For client-side LLMs, see ReplyStream.
OpenAI#
llm: {
provider: "openai",
model: "gpt-4.1-mini", // or "gpt-4.1", "gpt-4.1-nano"
enabled: true,
prompt: "System prompt here.",
temperature: 0.7,
max_tokens: 1024,
}Model picker:
| Model | Best for |
|---|---|
gpt-4.1-nano | Highest-volume, simple flows; lowest cost |
gpt-4.1-mini | Most agents — strong reasoning, good cost (recommended default) |
gpt-4.1 | Complex multi-step reasoning, sensitive flows |
Mistral#
llm: {
provider: "mistral",
model: "mistral-medium",
enabled: true,
prompt: "System prompt here.",
temperature: 0.7,
max_tokens: 1024,
}Shortcuts#
llm: "openai:gpt-4.1-mini"
// expands to:
// { provider: "openai", model: "gpt-4.1-mini", enabled: true }The shortcut is convenient but leaves the prompt empty. You'll typically want the full object form when shipping.
The enabled field#
enabled: false disables server-side LLM for this agent. The server still does STT and TTS, but it won't generate responses — you have to handle every turn.end yourself with a client-side LLM.
// Server-side off — bring your own LLM
const agent = pc.agent("my-bot", {
voice: "elevenlabs:abc",
language: "en",
// no llm field — or llm: { provider: "openai", enabled: false }
});
agent.on("turn.end", async (turn, call) => {
const stream = call.replyStream(turn);
// ... your LLM here
});Prompt template variables#
Define a prompt with {{placeholders}}. The server resolves them before each LLM request. Built-in: {{date}}, {{time}}.
llm: {
provider: "openai",
model: "gpt-4.1-mini",
enabled: true,
prompt: `You are {{agent_name}}, support agent at {{company}}.

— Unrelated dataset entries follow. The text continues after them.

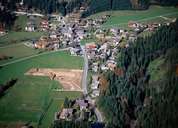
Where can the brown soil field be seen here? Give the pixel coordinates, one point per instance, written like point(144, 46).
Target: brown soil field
point(69, 78)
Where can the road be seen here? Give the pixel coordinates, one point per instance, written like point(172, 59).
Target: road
point(84, 84)
point(85, 72)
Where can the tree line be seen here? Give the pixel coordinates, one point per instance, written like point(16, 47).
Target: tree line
point(130, 99)
point(7, 18)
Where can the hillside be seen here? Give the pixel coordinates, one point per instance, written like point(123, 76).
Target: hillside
point(145, 96)
point(91, 6)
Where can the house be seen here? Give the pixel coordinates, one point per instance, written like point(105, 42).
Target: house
point(44, 25)
point(95, 93)
point(30, 26)
point(95, 67)
point(95, 82)
point(82, 104)
point(91, 46)
point(65, 114)
point(111, 65)
point(132, 24)
point(2, 31)
point(75, 51)
point(100, 36)
point(104, 68)
point(53, 35)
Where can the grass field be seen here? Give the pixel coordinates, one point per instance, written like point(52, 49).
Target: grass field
point(32, 98)
point(21, 22)
point(17, 37)
point(121, 18)
point(17, 51)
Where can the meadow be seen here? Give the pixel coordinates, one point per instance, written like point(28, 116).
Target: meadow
point(17, 37)
point(121, 18)
point(32, 99)
point(16, 51)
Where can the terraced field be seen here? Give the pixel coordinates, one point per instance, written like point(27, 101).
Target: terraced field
point(121, 18)
point(32, 97)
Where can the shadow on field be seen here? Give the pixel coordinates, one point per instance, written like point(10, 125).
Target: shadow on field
point(4, 88)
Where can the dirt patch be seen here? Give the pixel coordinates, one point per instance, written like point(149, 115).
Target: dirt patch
point(69, 78)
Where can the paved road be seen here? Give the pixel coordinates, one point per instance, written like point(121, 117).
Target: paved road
point(30, 14)
point(33, 56)
point(84, 84)
point(85, 72)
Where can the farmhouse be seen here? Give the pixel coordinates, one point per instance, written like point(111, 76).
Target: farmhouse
point(31, 25)
point(65, 114)
point(44, 25)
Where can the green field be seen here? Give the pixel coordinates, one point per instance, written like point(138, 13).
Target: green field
point(16, 51)
point(21, 22)
point(17, 37)
point(121, 18)
point(32, 98)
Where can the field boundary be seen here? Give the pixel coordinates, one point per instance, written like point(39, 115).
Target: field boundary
point(33, 56)
point(144, 19)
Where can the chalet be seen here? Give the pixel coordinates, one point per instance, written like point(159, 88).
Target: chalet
point(82, 104)
point(65, 114)
point(30, 26)
point(95, 93)
point(95, 67)
point(132, 24)
point(53, 35)
point(2, 31)
point(95, 82)
point(91, 46)
point(100, 36)
point(44, 25)
point(75, 51)
point(111, 65)
point(104, 68)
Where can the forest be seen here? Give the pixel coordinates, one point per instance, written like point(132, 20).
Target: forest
point(92, 6)
point(132, 99)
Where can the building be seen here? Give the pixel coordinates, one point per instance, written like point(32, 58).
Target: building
point(44, 25)
point(65, 114)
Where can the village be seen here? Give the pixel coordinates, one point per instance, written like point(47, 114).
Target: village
point(68, 32)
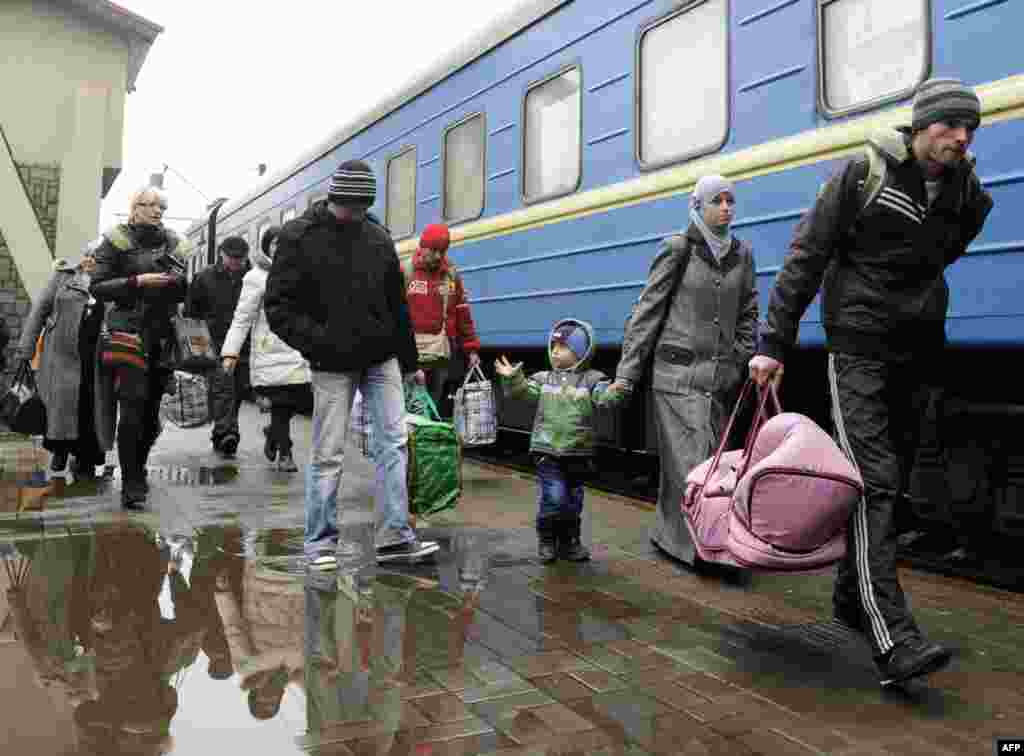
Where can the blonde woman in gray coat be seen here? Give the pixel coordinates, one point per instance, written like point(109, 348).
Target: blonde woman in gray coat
point(694, 326)
point(70, 318)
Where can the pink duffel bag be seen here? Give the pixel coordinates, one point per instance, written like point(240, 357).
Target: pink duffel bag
point(779, 504)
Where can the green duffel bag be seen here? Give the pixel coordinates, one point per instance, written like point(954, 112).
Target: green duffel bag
point(434, 464)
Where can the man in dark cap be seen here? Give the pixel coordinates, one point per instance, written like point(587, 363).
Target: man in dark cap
point(881, 235)
point(212, 297)
point(336, 294)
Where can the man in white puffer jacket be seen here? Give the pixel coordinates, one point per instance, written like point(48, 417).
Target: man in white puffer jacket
point(278, 371)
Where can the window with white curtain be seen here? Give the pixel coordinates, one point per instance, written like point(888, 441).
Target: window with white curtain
point(552, 155)
point(684, 84)
point(260, 232)
point(871, 50)
point(464, 169)
point(400, 211)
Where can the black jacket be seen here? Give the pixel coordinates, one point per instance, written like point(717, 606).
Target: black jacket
point(128, 251)
point(213, 295)
point(884, 294)
point(336, 293)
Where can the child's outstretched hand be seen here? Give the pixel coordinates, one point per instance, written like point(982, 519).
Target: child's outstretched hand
point(505, 368)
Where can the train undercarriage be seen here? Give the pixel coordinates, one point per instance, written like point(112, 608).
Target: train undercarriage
point(965, 506)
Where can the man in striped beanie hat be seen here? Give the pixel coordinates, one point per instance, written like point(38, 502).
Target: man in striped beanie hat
point(353, 184)
point(944, 117)
point(886, 225)
point(336, 294)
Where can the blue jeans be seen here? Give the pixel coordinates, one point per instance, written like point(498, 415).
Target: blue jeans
point(333, 394)
point(559, 490)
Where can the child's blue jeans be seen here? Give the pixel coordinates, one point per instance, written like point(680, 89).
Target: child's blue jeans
point(559, 488)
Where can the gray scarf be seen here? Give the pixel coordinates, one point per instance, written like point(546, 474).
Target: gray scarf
point(719, 240)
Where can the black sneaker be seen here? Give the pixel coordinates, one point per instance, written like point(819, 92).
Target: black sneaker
point(269, 447)
point(849, 619)
point(58, 461)
point(227, 446)
point(324, 561)
point(913, 658)
point(407, 551)
point(133, 496)
point(547, 550)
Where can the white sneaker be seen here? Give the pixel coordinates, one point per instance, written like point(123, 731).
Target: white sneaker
point(410, 550)
point(325, 561)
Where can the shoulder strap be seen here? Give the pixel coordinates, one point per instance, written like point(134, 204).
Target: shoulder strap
point(876, 178)
point(681, 248)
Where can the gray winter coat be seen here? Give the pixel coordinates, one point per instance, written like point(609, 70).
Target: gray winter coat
point(699, 357)
point(709, 333)
point(60, 310)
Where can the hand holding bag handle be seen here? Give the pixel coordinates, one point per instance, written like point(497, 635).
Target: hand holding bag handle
point(759, 420)
point(475, 370)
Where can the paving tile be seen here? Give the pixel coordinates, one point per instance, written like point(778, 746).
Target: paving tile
point(812, 735)
point(561, 719)
point(501, 709)
point(671, 695)
point(599, 681)
point(699, 658)
point(680, 735)
point(442, 708)
point(547, 663)
point(561, 686)
point(450, 730)
point(770, 743)
point(707, 685)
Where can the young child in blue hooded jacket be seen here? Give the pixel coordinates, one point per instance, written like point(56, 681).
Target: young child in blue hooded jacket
point(562, 442)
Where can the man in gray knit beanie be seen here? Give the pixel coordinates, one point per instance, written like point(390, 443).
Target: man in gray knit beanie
point(885, 327)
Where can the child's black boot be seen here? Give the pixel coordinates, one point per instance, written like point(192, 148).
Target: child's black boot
point(547, 546)
point(569, 545)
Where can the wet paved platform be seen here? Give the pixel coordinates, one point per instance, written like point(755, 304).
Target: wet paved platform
point(195, 629)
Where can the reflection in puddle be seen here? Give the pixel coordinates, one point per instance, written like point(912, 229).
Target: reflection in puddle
point(115, 618)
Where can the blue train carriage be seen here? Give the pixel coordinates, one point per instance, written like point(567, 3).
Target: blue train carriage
point(560, 144)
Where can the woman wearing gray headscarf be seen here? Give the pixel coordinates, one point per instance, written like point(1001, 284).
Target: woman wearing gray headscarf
point(695, 326)
point(69, 317)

Today is {{date}}. Customer: {{customer_name}}.`,
}Set values per-call:
agent.on("call.started", async (call) => {
await call.setPromptVars({
agent_name: "Nova",
company: "Acme",
customer_name: "Maria",
});
});See Hot-Reload for the full pattern.
Temperature & max_tokens#
Standard OpenAI parameters:
temperature— 0–2. Lower = more deterministic. For voice agents,0.3–0.7is typical.max_tokens— caps response length. For voice, keep responses short —512or less is common to avoid long monologues.
Tools#
Tool definitions use the OpenAI function-calling format regardless of provider:
tools: [
{
type: "function",
function: {
name: "lookupOrder",
description: "Look up an order by ID",
parameters: {
type: "object",
properties: { orderId: { type: "string" } },
required: ["orderId"],
},
},
},
],See Tools and Functions for handling the calls.
Hot-reloading the LLM#
Swap models or providers at runtime:
// Agent-wide (all future calls)
agent.configure({
llm: { provider: "openai", model: "gpt-4.1", enabled: true, prompt: "..." },
});This is useful for A/B testing different models, or upgrading the model for VIP callers without redeploying.